Introduction: Cookie Tin Banjo Part 3: Make Tuning Pegs From Scrap Wood

About: Tim Anderson is the author of the "Heirloom Technology" column in Make Magazine. He is co-founder of, manufacturers of "3D Printer" output devices. His detailed drawings of traditional Pacific I…
Continues the adventure begun at Cookie Tin Banjo Part 1.

Here's how to make the tuning pegs for your Banjo.
You can skip this by buying commercial violin pegs or by getting machine tuners from junk or new sources. Some people use eyebolts or other hardware store items, but I prefer wooden pegs.

Commercial violin pegs cost from $0.80 on up.
They can be obtained from:

Step 1: Banjo Kit, Version One

Here's the stuff I used to make the banjo with the octagonal body.
Those pegs are roughed out blanks. You can see the fractal pattern cut by the very abused bandsaw blade.
I sawed and whittled the pegs from a scavenged coffeetable leg. I shoved them into the holes in the drill guage to make them them round and get the taper right. The three circled holes are about right for base, tip, and middle of the peg.

That peghole reamer tapers too much and isn't straight. After tuning a string you have to shove the peg back into the hole.

For the next banjo I started over and was a lot more careful making the reamer, shaver, etc. The extra care saved me time and the result was better too. But by all means make your first banjo in a hurry,
you'll learn a lot by finishing it. So get it over with and start playing that one while you start your next one.

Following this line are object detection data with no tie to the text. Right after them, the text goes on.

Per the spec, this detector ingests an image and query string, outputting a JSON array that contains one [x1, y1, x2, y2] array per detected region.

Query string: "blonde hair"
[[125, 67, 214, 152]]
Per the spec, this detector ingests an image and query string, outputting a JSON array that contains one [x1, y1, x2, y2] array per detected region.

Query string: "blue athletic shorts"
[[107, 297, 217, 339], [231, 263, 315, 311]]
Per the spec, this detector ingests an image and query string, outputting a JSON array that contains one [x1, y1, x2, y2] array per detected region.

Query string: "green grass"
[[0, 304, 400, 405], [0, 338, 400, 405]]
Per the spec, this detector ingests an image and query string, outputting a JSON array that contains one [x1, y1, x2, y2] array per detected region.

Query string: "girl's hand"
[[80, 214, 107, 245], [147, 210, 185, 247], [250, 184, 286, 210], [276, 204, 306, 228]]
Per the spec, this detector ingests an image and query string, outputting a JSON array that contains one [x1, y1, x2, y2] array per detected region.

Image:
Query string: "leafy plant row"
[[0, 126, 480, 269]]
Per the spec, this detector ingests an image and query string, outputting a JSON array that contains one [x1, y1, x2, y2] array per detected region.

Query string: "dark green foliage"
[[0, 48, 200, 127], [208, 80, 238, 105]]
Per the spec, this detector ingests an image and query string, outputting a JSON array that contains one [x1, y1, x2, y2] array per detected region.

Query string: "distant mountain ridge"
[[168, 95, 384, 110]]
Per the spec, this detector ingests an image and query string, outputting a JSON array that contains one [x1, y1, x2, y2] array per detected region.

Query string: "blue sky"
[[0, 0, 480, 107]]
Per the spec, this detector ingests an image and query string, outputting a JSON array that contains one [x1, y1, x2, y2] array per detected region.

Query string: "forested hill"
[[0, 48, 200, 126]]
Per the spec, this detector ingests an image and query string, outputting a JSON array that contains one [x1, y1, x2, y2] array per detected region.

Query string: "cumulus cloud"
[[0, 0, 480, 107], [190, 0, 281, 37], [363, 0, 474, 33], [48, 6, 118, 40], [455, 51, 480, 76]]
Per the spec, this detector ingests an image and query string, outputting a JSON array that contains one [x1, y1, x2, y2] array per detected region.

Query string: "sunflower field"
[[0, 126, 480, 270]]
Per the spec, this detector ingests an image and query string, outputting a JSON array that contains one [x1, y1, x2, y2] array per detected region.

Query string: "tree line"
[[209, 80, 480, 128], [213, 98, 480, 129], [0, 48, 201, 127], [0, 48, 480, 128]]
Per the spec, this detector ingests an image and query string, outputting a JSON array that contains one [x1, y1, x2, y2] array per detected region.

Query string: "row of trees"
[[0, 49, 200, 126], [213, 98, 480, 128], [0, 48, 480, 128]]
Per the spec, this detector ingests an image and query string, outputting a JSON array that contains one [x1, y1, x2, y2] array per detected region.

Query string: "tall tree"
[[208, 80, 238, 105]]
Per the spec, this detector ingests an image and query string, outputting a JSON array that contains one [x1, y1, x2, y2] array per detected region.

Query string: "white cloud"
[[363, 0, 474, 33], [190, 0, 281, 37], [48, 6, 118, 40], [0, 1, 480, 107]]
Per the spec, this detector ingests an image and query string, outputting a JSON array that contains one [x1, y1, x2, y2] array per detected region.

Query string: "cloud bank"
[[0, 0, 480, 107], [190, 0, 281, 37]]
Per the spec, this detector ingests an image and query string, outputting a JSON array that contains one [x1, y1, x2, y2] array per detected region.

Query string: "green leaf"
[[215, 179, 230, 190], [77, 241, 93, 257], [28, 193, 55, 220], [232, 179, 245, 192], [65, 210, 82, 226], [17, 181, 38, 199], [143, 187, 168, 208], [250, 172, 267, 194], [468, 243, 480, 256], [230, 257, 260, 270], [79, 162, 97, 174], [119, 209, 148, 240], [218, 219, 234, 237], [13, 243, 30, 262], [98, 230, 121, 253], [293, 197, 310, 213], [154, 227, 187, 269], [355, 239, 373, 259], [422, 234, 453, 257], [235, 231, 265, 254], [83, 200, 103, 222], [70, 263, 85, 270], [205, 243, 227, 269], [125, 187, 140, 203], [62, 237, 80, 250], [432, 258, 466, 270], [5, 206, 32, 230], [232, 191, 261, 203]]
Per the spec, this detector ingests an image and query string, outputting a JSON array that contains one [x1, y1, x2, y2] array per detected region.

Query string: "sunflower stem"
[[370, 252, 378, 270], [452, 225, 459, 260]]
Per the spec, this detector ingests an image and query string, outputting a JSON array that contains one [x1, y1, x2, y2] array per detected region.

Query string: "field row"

That's a chunk of fret wire around the rest of the stuff. It cost $5 for 2 feet at a music store.
I ended up liking the fretless sound and haven't fretted the neck yet.
The virtue of laziness must be overcome. I'll fret a neck in Part 5.

Enough background, back to my current best method for making pegs!

Step 2: Rip It Up!

Get the hardest wood you can find.
Tool handles, furniture, and old pianos are good sources.
This is some very heavy hard tropical wood scavenged from a cabinet shop.

Saw it into strips that are the right thickness and width.
These are an inch wide and .36" thick.
I use the imperial units for the convenience of our loyal allies in Liberia and Myanmar.
Everyone else uses the metric system.

Use a handsaw if you don't have a power saw.
Use an axe or machete to split it if you don't have a saw.
Don't get hurt. All these tools cut people meat a lot easier than they cut wood.

Step 3: Draw the Peg Pattern on the Wood

Draw the side view of the pegs on the sticks.
I used a round washer and a ruler with a fine-tip sharpie marker.

Step 4: Bandsaw Around the Lines

It's dangerous to bandsaw small objects. Don't get cut.
If you don't have a bandsaw use your jackknife, pullsaw, waterjet, lasercutter, etc etc.

Basically the rest of the process is the same as how my Granddad would carve a wooden bear:
"Cut off everything that doesn't look like part of a bear."

And here's how he'd do that safely: "Don't cut toward yourself and you'll never get cut."

Step 5: Concave the Knob Faces and Taper the Pins.

Grind the faces of the knobs concave.
They'll feel a lot better that way.
Your fingers are convex.

While you're at it grind the pin to a 25:1 taper to match your reamer.
Keep it square.

Sawdust from tropical wood tends to be bad for your lungs.

Step 6: Octagon the Pins

It's impossible to taper a round rod by hand and keep it at all round.
The only way is to taper it square first like you did in the previous step.
Then it's easy to whittle the corners off so it's an octagon.
After that it's even easier to whittle the corners off the octagon so it's a sixteen-ogon.
Then you would sand it, but we've got our magic peg shaver that we'll use instead.

Step 7: Clean Up the Knobs

I made my knobs in Siamese twin pairs up to this point so they'd be easier to hang on to.
Now you can cut them apart and beltsand the corners off.
Slightly irregular knobs are fine, that will add character to your fine handmade instrument.

Step 8: Peg Shaver to the Rescue!

Big emotional payoff here - use the peg shaver you made in Part 2 to smooth and taper your pegs to perfection.

It can take 2 hours to make a single peg without one of these.
Of course, that might be a good way to spend a couple of hours, maybe while sitting on a riverbank waiting for the fish to bite.

At first the blade on my shaver was too low and dug in. So I stroked the edge with a drill shank to make a burr and turned the peg the wrong way. The burr scraped fine powder off the peg like a furniture scraper.

For the next batch of pegs I put a metal shim under the blade, so it's just tangent to the edge of the peg. I resharpened the blade, and it was a lot faster than using it in scraper mode.